Archaic Period stones tend to be more serrated on the edges with the end lobes pointing more to the sides than downward. The next period, the Woodland, ranged from 1,000 B.C. to 1,000 A.D., and had a great deal of wider stones that had more smoothly textured sides. Finally, the Mississippian period, from 1,000 A.D. to 1,600 A.D., contained stones that had mainly distinctive, triangular points.
Pieces found, such as pottery and more advanced tools like grooved axes, can be attributed to the later Woodland and Mississippian periods, in which there was higher Indian activity and settlement in the area.
Gallatin County also bears a long history of Native American activity from artifacts found there.
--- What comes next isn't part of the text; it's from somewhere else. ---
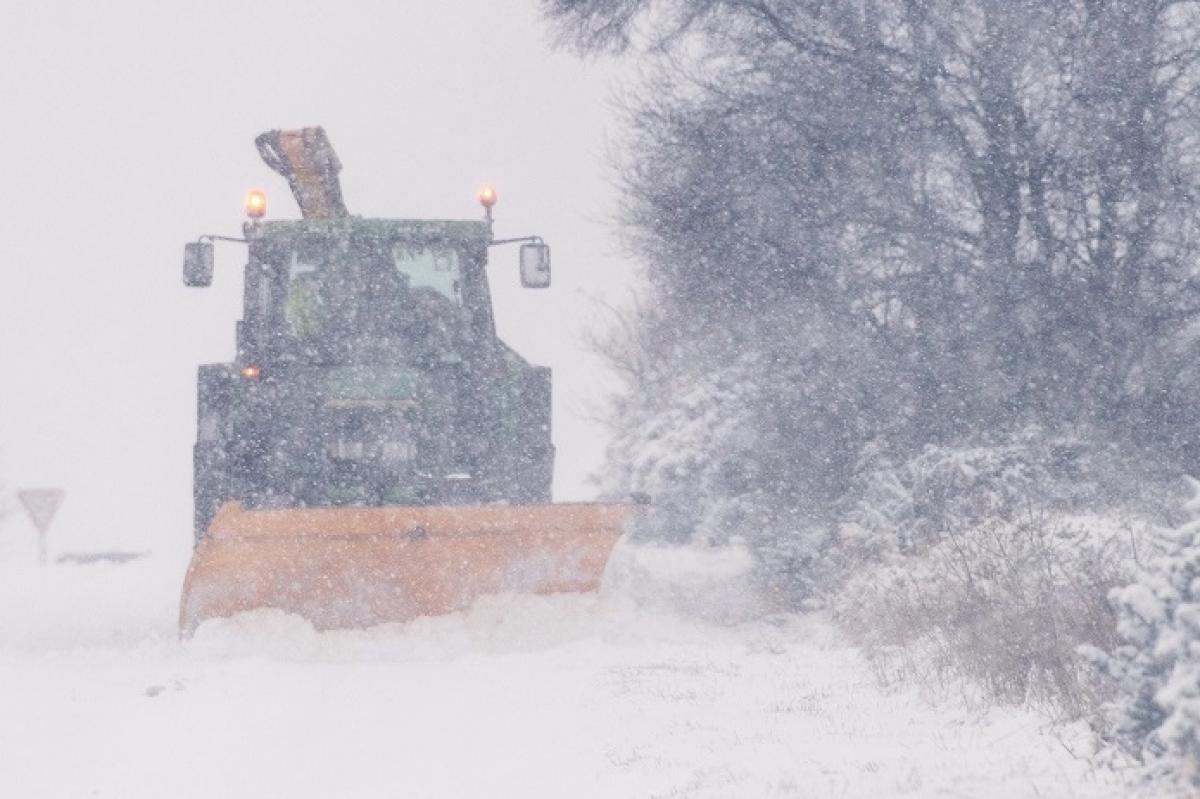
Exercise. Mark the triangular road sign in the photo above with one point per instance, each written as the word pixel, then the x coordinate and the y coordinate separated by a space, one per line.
pixel 41 504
Tom Ellis, a Maines Hardware employee in Warsaw, Ky., has been collecting Native American relics and studying Indian presence in Northern Kentucky for six years.
“The Indians were mostly nomads probably up to 1,000 B.C.,” he said. “Most of their villages were makeshift.”
Ellis cited particular locations in Gallatin County where Native American remains have been found. His findings have included not only arrowheads and tools, but mounds where Dan’s Marina, Paint Lick Baptist Church and Steele’s Bottom now sit.
“These mounds were used for protection as well as burial,” Ellis said.
Ellis has done mostly prehistoric research and spoken to an archaeologist from the University of Louisville. He suspected from his findings that the tribes that migrated along the Ohio River eventually led to the heavy presence of the Shawnee tribe. He found evidence of this tribe’s presence through maps from the 1700s and suggested they evolved into a tribe during the Mississippian period.
He has found stones, axes and arrowheads that he has dated to this period of time, particularly around Steels Bottom. “It was probably one of the largest Shawnee camps,” he said.
Carroll, Trimble and Gallatin counties are just some of the areas in Northern Kentucky with a rich Native American history. The trek to uncover the past is far from over, and developments are constantly occurring. Festivals and artifacts have proven to be a significant key to keeping Kentucky’s Native American Heritage alive.